I thought it might be something about the attributes:
In[233]:= Attributes[Plus]
Out[233]= {Flat, Listable, NumericFunction, OneIdentity, Orderless, Protected}

especially having read the docs about Flat/OneIdentity. But with a dummy function of equivalent attributes:
 In[234]:= ClearAll[Foo];
           SetAttributes[Foo, Attributes[Plus]];
           x = Foo[Bar[1, 2], Bar[3, 4]];
 
 In[237]:= MatchQ[x, Foo[_Bar, _]]
 Out[237]= True
 
 In[238]:= MatchQ[x, Foo[_Bar, _Bar]]
 Out[238]= True

In[239]:= MatchQ[x, Foo[a_Bar, _Bar]]
Out[239]= True
POSTED BY: Buddy Ritchie
2 Replies
Posted 12 years ago
The reason is that before doing the pattern match,  Plus[_Bar, _Bar] is transformed to 2*_Bar.

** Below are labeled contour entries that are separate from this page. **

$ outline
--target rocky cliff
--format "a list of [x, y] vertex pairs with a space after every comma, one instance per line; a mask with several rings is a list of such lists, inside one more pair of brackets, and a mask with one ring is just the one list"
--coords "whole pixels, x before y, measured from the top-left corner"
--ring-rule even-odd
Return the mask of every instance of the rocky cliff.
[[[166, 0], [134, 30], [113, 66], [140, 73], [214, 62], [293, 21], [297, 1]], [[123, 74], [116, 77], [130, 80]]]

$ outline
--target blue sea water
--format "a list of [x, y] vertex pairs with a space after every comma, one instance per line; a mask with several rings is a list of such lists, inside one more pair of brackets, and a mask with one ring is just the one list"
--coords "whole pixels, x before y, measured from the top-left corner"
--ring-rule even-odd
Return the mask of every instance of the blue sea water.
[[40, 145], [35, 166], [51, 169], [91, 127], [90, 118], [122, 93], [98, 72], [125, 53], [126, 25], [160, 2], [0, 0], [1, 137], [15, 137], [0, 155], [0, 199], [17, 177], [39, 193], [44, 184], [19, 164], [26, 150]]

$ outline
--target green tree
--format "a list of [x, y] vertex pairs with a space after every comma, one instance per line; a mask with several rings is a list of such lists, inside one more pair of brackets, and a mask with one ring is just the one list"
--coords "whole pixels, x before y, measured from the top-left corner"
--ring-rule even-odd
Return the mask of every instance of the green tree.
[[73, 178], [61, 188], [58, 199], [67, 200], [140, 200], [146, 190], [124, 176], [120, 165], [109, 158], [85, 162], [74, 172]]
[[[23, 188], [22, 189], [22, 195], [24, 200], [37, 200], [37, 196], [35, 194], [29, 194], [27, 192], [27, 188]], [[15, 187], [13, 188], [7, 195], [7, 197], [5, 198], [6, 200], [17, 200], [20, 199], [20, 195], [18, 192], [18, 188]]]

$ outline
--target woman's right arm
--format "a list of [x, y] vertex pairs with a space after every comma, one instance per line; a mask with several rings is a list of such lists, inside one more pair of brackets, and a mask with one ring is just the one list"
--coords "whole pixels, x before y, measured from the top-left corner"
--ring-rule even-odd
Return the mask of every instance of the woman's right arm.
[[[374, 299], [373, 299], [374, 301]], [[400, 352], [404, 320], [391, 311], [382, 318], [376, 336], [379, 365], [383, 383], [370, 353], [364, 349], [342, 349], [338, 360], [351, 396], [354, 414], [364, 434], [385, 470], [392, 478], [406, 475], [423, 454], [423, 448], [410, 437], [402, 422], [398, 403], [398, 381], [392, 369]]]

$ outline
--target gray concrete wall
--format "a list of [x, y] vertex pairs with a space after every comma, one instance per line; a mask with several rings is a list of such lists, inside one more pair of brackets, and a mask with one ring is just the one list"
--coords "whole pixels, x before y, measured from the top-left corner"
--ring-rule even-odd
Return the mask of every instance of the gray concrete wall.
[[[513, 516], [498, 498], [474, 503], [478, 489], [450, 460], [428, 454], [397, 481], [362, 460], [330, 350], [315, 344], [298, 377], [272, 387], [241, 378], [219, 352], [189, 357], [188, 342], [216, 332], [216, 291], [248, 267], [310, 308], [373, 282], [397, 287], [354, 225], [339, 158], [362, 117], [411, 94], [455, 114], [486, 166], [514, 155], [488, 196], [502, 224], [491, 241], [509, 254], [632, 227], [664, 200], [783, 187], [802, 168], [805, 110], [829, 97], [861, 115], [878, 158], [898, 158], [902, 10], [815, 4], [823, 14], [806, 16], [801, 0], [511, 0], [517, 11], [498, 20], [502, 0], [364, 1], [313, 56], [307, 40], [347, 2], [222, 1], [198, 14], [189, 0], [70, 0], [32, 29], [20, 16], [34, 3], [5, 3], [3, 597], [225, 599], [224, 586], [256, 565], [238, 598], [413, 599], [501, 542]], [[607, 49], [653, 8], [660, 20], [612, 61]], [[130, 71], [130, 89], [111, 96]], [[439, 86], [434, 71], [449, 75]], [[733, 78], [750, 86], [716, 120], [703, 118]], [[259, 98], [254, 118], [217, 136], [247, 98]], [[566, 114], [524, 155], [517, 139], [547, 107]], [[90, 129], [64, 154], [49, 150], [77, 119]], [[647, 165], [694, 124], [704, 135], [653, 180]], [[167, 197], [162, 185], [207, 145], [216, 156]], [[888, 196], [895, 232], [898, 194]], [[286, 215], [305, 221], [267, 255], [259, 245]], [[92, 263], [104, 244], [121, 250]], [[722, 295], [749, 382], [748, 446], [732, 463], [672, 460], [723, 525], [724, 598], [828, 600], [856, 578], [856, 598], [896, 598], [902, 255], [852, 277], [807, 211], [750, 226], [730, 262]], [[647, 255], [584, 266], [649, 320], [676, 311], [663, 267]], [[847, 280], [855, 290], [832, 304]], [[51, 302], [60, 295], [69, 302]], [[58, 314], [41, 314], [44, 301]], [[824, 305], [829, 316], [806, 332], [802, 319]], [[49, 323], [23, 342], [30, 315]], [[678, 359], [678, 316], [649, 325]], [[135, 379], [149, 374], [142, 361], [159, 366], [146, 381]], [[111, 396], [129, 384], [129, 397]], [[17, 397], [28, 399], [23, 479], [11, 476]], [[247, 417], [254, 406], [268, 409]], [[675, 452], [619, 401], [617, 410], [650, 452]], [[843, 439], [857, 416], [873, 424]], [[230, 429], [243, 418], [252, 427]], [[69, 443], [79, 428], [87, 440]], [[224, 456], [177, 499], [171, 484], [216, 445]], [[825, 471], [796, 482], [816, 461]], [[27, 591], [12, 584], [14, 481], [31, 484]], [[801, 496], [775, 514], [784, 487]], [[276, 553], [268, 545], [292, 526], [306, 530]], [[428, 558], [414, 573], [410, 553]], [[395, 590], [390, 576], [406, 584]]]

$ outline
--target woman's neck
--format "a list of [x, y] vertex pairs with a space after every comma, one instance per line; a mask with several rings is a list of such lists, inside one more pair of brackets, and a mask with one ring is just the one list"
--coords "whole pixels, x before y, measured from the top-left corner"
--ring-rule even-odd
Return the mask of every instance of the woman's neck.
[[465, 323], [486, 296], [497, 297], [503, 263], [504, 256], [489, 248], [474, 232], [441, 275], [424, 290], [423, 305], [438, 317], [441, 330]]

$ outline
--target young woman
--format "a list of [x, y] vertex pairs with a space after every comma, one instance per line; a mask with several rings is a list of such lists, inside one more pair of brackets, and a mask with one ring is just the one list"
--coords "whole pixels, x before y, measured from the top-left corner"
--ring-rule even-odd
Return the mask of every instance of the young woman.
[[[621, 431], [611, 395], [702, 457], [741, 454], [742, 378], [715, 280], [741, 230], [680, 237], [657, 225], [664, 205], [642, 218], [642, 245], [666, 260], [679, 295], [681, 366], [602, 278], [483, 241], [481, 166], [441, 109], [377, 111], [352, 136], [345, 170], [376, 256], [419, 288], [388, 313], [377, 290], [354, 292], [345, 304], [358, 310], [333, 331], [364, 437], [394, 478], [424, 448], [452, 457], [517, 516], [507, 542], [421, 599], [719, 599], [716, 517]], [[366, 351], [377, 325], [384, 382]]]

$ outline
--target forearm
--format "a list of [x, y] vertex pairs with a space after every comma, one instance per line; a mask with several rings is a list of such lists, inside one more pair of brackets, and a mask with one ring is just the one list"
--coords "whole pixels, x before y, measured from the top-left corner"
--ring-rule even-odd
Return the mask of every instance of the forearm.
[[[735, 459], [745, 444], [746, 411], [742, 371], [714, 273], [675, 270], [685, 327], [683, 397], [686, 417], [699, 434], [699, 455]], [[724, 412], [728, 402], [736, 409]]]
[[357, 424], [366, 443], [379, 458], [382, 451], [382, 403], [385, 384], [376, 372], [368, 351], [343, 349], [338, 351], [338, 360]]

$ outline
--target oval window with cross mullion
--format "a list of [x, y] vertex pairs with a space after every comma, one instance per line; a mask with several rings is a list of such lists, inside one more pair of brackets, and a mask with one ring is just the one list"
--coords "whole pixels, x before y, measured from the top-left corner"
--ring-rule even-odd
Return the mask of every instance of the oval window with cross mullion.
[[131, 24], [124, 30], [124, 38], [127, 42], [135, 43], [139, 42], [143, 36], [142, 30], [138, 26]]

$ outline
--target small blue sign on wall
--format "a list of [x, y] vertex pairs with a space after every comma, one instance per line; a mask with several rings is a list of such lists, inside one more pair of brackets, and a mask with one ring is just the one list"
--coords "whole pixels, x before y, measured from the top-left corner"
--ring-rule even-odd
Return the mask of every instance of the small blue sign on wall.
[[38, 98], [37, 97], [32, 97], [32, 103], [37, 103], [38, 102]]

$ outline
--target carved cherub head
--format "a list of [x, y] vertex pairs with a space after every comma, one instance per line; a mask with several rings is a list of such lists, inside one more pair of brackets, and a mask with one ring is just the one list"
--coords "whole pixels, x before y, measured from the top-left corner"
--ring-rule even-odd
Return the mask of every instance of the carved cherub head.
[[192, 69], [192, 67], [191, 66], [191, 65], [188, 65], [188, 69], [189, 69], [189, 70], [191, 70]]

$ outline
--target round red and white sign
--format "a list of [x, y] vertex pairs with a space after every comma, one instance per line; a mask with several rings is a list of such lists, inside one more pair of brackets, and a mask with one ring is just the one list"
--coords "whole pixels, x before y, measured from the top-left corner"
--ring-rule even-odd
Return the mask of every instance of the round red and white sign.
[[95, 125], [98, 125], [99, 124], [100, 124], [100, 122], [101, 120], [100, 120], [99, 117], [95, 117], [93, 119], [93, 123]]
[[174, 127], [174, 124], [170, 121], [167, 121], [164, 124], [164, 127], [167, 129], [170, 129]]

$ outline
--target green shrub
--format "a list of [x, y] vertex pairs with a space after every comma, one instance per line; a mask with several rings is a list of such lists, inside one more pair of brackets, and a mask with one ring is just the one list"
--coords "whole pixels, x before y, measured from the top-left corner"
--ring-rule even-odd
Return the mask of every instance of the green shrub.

Therefore you must prevent the evaluation of Plus, with HoldPattern:
ClearAll[x, Bar];

x = Plus[Bar[1, 2], Bar[3, 4]];

MatchQ[x, HoldPattern[Plus[_Bar, _Bar]]]

Hope that helps
POSTED BY: Jose Gomez
Yes, indeed HoldPattern is very useful. A classic example from documentation which I personally use quite a bit

Cases[{a -> b, c -> d}, HoldPattern[a -> _]]
Out = {a -> b}
versus

Cases[{a -> b, c -> d}, a -> _]
Out = {}
 the last one fails because Cases[e, patt->rhs] finds elements that match patt, and there is no patt (a) in the list.